The goal of normalizing these values—encompassing the profound need for each other; the desire to rise, work, and love together; and the determination to collectively create a world rooted in justice and pluralism—currently drives a growing field of artists, social justice movement leaders, cultural strategists, research experts, and philanthropists.
BREAK THE STORY Volume III: Remaking Television explores the groundbreaking ways that these leaders are transforming the heart and soul of Hollywood. Together, their work is creating an understanding of who has the power, imagination, and ability to create the stories our society needs.
This volume dives into a range of artist-led approaches that are reshaping the way writers rooms are formed and how they work with communities. Multiple articles and a new infographic examine the barriers for historically excluded writers in television, and reveal pipeline interventions to overcome them. Additional original reporting highlights how social change organizations are forging partnerships with writers rooms, studios, and networks to place authentic voices of marginalized communities at the center of stories, and tracks the development of research and insights about television audiences that will change how content is created. Expert voices are in the spotlight, exploring the ways fans will shape television’s future and how philanthropy is finding its unique role in the industry.
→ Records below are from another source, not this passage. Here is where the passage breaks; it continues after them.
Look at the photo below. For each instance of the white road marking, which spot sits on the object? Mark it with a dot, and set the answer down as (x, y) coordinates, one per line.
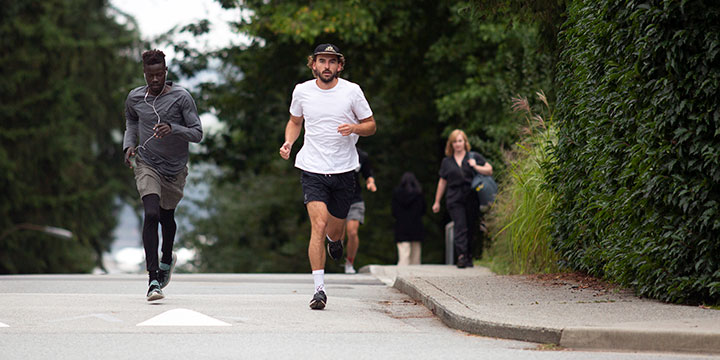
(182, 317)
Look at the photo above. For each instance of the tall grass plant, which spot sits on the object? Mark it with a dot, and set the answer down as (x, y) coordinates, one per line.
(519, 223)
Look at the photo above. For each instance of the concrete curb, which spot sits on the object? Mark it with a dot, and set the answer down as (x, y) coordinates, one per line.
(677, 337)
(640, 340)
(457, 316)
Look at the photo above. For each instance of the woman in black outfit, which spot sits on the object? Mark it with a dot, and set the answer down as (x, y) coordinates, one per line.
(408, 207)
(456, 172)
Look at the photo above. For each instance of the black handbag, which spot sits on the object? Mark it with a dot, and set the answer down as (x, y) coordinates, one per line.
(485, 188)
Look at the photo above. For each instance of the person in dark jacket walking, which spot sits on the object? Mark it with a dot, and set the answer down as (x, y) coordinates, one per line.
(456, 172)
(408, 208)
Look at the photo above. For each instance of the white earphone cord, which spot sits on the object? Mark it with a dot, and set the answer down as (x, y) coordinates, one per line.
(156, 114)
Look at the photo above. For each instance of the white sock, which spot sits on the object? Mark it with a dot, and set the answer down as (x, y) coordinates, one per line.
(319, 279)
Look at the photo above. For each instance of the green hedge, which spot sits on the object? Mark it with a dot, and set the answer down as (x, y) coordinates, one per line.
(638, 157)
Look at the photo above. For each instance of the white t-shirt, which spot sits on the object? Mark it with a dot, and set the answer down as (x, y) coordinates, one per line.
(325, 150)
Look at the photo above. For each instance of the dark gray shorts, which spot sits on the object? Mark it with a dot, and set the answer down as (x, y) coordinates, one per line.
(170, 190)
(335, 190)
(357, 212)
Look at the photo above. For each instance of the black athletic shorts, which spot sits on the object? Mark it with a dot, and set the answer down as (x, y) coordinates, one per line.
(335, 190)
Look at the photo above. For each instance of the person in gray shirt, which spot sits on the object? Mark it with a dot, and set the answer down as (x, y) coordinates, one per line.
(164, 118)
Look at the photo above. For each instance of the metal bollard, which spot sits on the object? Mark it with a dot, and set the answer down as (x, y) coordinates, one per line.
(449, 243)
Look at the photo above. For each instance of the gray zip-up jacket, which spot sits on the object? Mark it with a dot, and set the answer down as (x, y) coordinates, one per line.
(167, 155)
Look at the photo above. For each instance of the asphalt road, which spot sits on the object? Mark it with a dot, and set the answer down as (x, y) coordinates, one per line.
(236, 316)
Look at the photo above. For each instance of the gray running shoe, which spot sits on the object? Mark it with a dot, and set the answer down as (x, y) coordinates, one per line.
(318, 301)
(164, 275)
(154, 291)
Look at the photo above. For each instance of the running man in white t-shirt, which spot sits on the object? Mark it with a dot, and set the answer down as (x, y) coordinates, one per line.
(335, 113)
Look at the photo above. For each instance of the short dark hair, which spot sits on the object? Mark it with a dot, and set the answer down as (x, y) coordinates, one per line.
(152, 57)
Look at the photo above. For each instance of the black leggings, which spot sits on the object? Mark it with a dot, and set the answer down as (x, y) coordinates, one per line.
(155, 215)
(465, 216)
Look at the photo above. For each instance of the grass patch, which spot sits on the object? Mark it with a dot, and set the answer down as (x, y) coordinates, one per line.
(519, 223)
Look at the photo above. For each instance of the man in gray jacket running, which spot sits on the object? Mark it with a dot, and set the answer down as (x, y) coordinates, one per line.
(164, 118)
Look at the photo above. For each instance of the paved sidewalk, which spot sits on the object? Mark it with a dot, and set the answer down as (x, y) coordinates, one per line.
(514, 307)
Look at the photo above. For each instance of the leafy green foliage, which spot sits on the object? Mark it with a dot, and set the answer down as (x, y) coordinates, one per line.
(638, 165)
(64, 75)
(426, 68)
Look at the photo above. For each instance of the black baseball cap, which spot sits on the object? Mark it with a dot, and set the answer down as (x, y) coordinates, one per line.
(327, 49)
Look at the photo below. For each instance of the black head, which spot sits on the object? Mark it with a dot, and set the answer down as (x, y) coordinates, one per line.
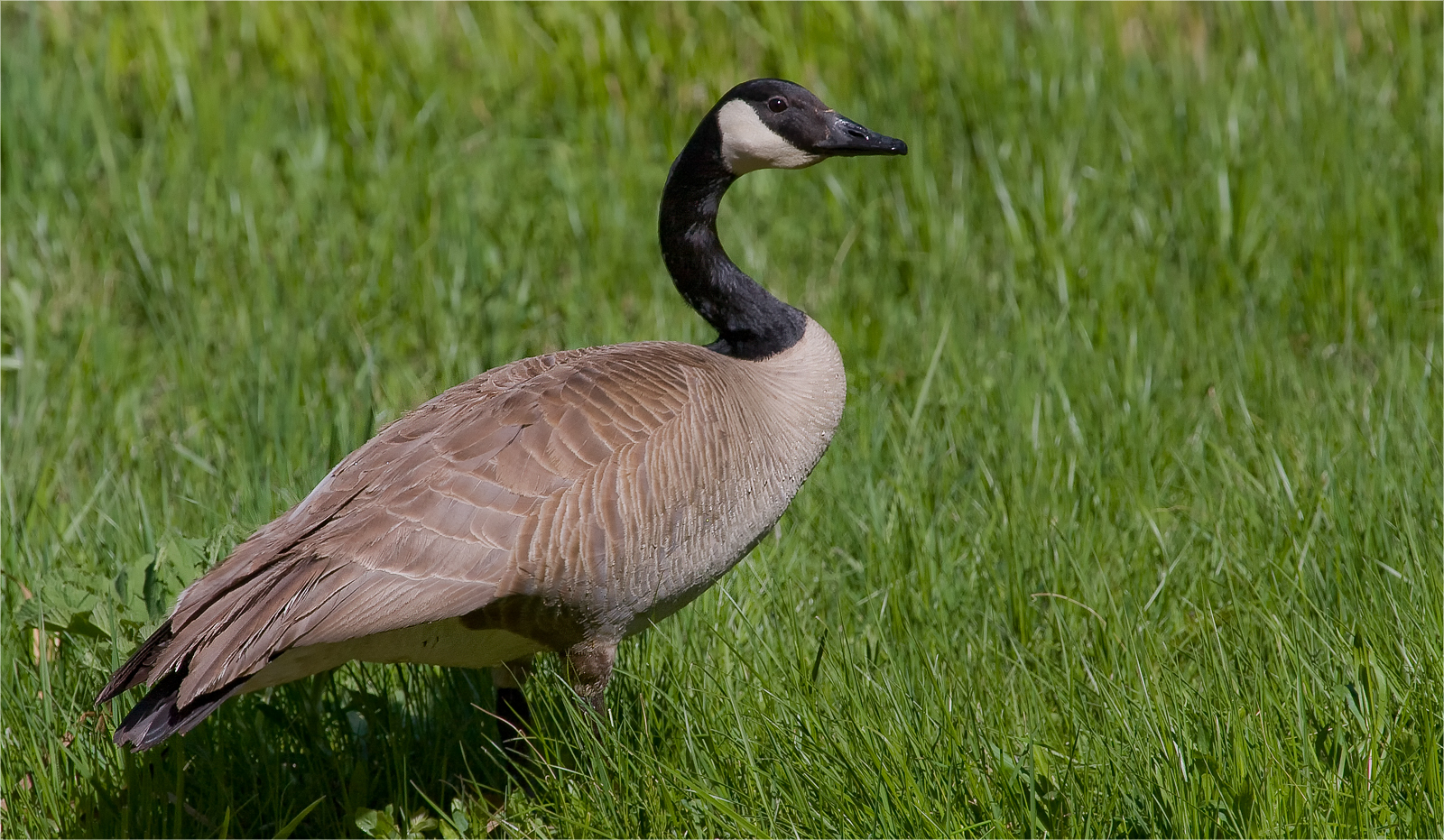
(780, 125)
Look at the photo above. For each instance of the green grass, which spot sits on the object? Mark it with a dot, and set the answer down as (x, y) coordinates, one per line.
(1133, 524)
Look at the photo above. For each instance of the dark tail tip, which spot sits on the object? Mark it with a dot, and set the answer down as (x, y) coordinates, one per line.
(156, 717)
(137, 667)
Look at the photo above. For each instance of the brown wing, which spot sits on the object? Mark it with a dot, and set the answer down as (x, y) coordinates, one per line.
(422, 522)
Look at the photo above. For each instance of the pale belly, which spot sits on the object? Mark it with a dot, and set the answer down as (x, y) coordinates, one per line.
(440, 642)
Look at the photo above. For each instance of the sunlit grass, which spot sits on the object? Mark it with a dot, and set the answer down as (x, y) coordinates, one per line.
(1133, 526)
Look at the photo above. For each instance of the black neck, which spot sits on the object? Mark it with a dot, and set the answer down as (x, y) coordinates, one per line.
(750, 322)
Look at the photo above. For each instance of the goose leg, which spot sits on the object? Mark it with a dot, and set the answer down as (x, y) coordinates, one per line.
(589, 667)
(513, 714)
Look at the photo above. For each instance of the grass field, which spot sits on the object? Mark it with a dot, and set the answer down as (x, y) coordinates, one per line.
(1133, 526)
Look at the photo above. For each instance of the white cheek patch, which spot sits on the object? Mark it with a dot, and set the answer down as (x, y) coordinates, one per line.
(748, 144)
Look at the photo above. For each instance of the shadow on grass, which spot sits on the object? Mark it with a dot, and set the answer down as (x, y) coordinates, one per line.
(354, 738)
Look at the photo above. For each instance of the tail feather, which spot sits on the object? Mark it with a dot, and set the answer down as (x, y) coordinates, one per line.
(137, 667)
(156, 717)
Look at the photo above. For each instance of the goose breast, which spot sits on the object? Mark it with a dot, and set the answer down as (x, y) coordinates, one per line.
(575, 495)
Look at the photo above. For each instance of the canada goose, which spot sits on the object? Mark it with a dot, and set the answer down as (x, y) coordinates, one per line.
(560, 503)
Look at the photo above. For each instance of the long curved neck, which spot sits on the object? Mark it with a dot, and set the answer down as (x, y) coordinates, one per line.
(750, 322)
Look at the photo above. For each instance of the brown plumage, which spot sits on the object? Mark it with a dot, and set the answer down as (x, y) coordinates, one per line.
(553, 504)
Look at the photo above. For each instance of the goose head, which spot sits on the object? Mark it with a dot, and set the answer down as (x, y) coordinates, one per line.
(780, 125)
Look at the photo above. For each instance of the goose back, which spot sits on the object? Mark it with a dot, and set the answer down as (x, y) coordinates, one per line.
(581, 494)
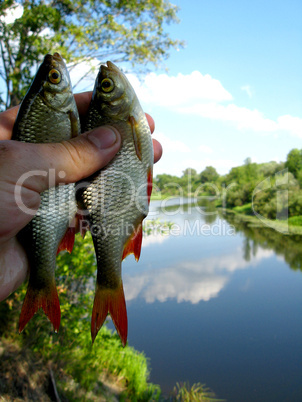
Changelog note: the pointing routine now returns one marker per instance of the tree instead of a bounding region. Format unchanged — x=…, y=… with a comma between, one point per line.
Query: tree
x=294, y=161
x=122, y=30
x=209, y=175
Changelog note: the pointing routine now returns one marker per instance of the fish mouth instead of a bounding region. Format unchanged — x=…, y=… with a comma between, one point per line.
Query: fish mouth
x=56, y=56
x=109, y=67
x=54, y=60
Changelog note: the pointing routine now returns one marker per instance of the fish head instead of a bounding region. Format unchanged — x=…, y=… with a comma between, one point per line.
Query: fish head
x=52, y=83
x=113, y=94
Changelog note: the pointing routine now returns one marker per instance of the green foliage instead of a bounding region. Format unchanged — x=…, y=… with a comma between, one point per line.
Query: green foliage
x=79, y=366
x=209, y=175
x=196, y=393
x=294, y=161
x=124, y=31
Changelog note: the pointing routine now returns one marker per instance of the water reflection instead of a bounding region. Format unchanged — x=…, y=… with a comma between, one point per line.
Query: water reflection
x=193, y=275
x=287, y=246
x=190, y=281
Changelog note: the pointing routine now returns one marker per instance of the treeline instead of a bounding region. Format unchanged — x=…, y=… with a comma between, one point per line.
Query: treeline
x=273, y=190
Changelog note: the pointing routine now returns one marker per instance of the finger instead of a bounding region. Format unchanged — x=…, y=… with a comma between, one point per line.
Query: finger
x=70, y=160
x=151, y=122
x=158, y=150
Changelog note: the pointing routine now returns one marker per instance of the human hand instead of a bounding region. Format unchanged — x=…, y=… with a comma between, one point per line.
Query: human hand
x=78, y=158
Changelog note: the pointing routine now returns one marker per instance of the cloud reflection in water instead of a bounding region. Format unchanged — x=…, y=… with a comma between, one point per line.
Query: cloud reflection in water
x=190, y=281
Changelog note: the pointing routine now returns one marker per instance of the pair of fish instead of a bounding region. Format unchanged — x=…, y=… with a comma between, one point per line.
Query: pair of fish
x=114, y=200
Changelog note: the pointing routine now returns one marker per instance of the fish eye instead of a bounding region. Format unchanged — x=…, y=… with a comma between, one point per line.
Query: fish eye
x=54, y=76
x=107, y=85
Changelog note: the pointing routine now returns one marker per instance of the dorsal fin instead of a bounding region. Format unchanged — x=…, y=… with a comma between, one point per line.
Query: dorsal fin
x=136, y=139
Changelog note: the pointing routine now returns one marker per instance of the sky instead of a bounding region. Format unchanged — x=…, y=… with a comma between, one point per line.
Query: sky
x=233, y=92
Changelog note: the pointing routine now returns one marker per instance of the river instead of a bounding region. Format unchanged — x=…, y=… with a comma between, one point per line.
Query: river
x=218, y=301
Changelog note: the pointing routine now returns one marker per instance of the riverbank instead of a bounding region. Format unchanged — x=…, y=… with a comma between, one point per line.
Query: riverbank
x=292, y=225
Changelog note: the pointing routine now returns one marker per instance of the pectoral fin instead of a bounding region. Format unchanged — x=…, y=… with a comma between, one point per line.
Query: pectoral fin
x=68, y=241
x=134, y=243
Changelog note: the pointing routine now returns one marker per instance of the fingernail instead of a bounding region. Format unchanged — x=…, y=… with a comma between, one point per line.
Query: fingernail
x=103, y=137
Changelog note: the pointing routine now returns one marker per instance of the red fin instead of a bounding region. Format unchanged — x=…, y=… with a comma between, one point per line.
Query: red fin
x=83, y=224
x=110, y=301
x=149, y=184
x=68, y=240
x=47, y=299
x=134, y=243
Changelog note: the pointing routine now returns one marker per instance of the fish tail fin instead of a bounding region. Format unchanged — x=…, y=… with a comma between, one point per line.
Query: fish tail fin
x=47, y=299
x=110, y=301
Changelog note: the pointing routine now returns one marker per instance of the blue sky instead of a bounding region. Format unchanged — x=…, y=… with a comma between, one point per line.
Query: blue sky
x=233, y=92
x=245, y=99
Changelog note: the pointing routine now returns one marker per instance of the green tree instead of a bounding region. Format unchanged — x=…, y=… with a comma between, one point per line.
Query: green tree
x=294, y=161
x=122, y=30
x=209, y=175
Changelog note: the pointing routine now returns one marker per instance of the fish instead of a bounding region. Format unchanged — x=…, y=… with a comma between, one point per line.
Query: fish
x=48, y=113
x=115, y=200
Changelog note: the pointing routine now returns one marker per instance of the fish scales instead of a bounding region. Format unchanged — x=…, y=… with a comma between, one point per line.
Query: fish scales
x=48, y=113
x=117, y=197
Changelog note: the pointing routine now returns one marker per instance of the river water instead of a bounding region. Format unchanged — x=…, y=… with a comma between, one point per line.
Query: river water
x=219, y=302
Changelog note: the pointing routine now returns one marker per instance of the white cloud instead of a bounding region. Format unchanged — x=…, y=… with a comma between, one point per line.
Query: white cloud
x=205, y=149
x=291, y=124
x=170, y=91
x=12, y=13
x=171, y=145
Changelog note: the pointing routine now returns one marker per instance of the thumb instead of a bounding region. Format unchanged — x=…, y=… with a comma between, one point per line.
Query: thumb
x=69, y=161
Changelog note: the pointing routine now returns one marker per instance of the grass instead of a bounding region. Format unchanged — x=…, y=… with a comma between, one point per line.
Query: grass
x=196, y=393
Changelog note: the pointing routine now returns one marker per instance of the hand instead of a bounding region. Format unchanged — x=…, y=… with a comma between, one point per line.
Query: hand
x=78, y=158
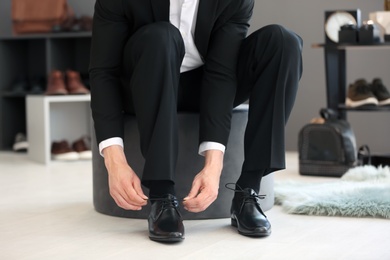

This issue is dedicated to all the leaders working in and with the television industry to rewrite the story of our nation and unlock public imagination of its future. This is a new story, only now emerging, as social justice movements and pop culture industries become genuine collaborators. We promise the story will be riveting—and won’t end with a closeup on a single character, but rather, with a wide shot of millions of people doing their part to build a better society.
Bridgit Antoinette Evans is the Executive Director of the Pop Culture Collaborative. Tracy Van Slyke is the Strategy Director of the Pop Culture Collaborative. They are co-executive producers and co-hosts of the culture change podcast WONDERLAND.